Sokolic Jadranko, Tokmadzic Vlatka Sotosek, Knezevic Danijel, Medved Igor, Vukelic Damjani Nada, Balen Sanja, Rakic Marijana, Lanca Bastiancic Ana, Laskarin Gordana
Clinic of Anesthesiology and Intensive Care Medicine, Clinical Hospital Center Rijeka, 51 000 Rijeka, Kresimirova 42, Croatia.

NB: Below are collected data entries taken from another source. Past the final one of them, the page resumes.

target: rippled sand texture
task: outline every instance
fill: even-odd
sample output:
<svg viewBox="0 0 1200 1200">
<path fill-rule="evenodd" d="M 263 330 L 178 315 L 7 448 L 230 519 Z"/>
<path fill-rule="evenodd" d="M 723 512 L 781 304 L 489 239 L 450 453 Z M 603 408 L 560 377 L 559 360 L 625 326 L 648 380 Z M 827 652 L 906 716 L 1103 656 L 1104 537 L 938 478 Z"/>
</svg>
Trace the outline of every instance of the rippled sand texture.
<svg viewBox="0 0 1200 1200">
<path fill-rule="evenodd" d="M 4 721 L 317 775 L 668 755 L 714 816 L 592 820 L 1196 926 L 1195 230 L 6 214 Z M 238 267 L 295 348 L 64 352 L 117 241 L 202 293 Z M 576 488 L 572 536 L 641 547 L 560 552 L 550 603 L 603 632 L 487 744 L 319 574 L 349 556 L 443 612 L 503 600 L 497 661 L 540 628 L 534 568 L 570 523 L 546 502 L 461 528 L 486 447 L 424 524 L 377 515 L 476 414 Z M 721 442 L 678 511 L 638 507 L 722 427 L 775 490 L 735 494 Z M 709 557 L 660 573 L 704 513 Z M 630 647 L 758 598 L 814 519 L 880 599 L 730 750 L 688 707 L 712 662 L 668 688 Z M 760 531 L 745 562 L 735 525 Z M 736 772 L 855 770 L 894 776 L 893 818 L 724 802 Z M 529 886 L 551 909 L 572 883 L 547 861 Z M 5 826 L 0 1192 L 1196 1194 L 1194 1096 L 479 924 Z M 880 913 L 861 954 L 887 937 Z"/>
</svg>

Clinic of Anesthesiology and Intensive Care Medicine, Clinical Hospital Center Rijeka, 51 000 Rijeka, Kresimirova 42, Croatia; Department of Anesthesiology, Reanimatology and Intensive Care, Faculty of Medicine, University of Rijeka, 51000 Rijeka, B. Branchetta 20, Croatia.
Med Hypotheses. 2017 Jul;104:20-24. doi: 10.1016/j.mehy.2017.05.009. Epub 2017 May 8.
When medication management or percutaneous coronary intervention is not successful in patients with advanced ischemic heart disease, surgical revascularisation-predominantly coronary artery bypass grafting (CABG)-is considered the gold standard. However, CABG surgery can lead to ischemia/reperfusion injury, which is characterized by a strong inflammatory response. Interleukin (IL)-18, is a strong inflammatory mediator, that is released from cardiomyocytes and can be found in the systemic circulation of patients during and immediately after CABG surgery. The existing damage of endothelial glycocalyx in patients with ischemic heart disease is further impaired concurrently during the surgery due to the anaesthesia-surgical technique used and intravascular fluid loading. This results in the increased incidence of adverse events, including myocardial infarction. IL-18 leads to the activation of lymphocyte cytotoxicity via cytotoxic mediators (Fas ligand, Tumour necrosis factor (TNF)-related apoptosis-inducing ligand, perforin, and granulysin). We hypothesize that IL-18 is released locally in the heart and the systemic circulation in patients undergoing CABG surgery and may be correlated with the level of activity of circulating lymphocytes. In turn, this may lead to lymphocyte-mediated cytotoxicity directed toward damaged and activated endothelial cells. Shear stress glycocalyx, as well as damaged and activated endothelial cells then become the main the source of pro-inflammatory cytokines, chemokines, and adhesion molecules. These attract activated lymphocytes to adhere to the endothelium or enter the subintimal layer, increasing existing or initiating the formation of new plaques, which leads to the development of myocardial infarction during or shortly after surgery. To evaluate our hypothesis, we will measure the local concentration of IL-18 in the sinus coronarius and systemic circulation. These values will then be correlated with immunological and biochemical parameters, predominantly with the concentration of degradation products of glycocalyx and cytotoxic mediators in activated lymphocytes. If our hypothesis is correct, measuring the IL-18 concentration that is responsible for glycocalyx deterioration, may become a useful tool for predicting myocardial infarction occurrence in patients undergoing CABG surgery.
对于晚期缺血性心脏病患者,若药物治疗或经皮冠状动脉介入治疗未取得成功,外科血运重建(主要是冠状动脉旁路移植术,即CABG)被视为金标准。然而,CABG手术可导致缺血/再灌注损伤,其特征为强烈的炎症反应。白细胞介素(IL)-18是一种强烈的炎症介质,由心肌细胞释放,在CABG手术期间及术后即刻可在患者的体循环中检测到。由于所采用的麻醉 - 手术技术及血管内液体负荷,缺血性心脏病患者内皮糖萼的现有损伤在手术期间会进一步加重。这导致不良事件发生率增加,包括心肌梗死。IL-18通过细胞毒性介质(Fas配体、肿瘤坏死因子(TNF)相关凋亡诱导配体、穿孔素和颗粒溶素)导致淋巴细胞细胞毒性激活。我们假设,在接受CABG手术的患者中,IL-18在心脏局部及体循环中释放,且可能与循环淋巴细胞的活性水平相关。进而,这可能导致淋巴细胞介导的细胞毒性作用于受损和活化的内皮细胞。剪切应力糖萼以及受损和活化的内皮细胞随后成为促炎细胞因子、趋化因子和黏附分子的主要来源。这些物质吸引活化的淋巴细胞黏附于内皮或进入内膜下层,增加现有斑块或引发新斑块形成,从而导致手术期间或术后不久发生心肌梗死。为评估我们的假设,我们将测量冠状窦和体循环中IL-18的局部浓度。然后将这些值与免疫学和生化参数相关联,主要是与糖萼降解产物和活化淋巴细胞中细胞毒性介质的浓度相关联。如果我们的假设正确,测量导致糖萼恶化的IL-18浓度,可能成为预测接受CABG手术患者发生心肌梗死的有用工具。